Pic. form Bernd’s twitter feed
Do you have any other widgets on your mind Webix could help you with?
One thing we urgently need right now is the Webix User Manager widget. I should say that Webix User Manager combined with Kanban for processes and Document Manager is a strong combination that can work really well.
Have you experienced any difficulties using Webix?
Well, first of all I should say that if there is a question, it is usually answered within 1-2 days with support or even in the webix community. That is really cool!
The thing I would like to change is the necessity to create a specific UI for mobile devices. The Webix position is to create a specific UI design for different platforms. It seems to me it should be done easier. I have to create multiple UIs. It would be okay though if I didn’t have to spend much time caring for them. Every change must be done in several UIs, which is hurtful. I would prefer to have a UI capable of being used fully responsively. Today, there is no grid component in Webix that acts like a bootstrap grid. The table does not know how to break columns into rows when the screen gets smaller. These things could be standard within Webix. I would like to have standard components that adapt to the place they get. This is one of the most important points for me. You can look through the comments on my Twitter account.
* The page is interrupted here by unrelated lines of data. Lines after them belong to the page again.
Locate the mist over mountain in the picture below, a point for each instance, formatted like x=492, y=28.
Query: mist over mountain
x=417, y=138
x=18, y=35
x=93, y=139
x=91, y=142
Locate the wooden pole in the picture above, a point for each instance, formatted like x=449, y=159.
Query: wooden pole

One more point is that Webix does not have a calendar view widget. I have to create a calendar from scratch. I mean a simple calendar view where I can load and create events.
All in all, Webix has helped us to change the way we create solutions. Robust backend technologies like the HCL Domino web- and database server can still be used while the frontend development happens in pure HTML and javascript with Webix components. That was a big step forward for us.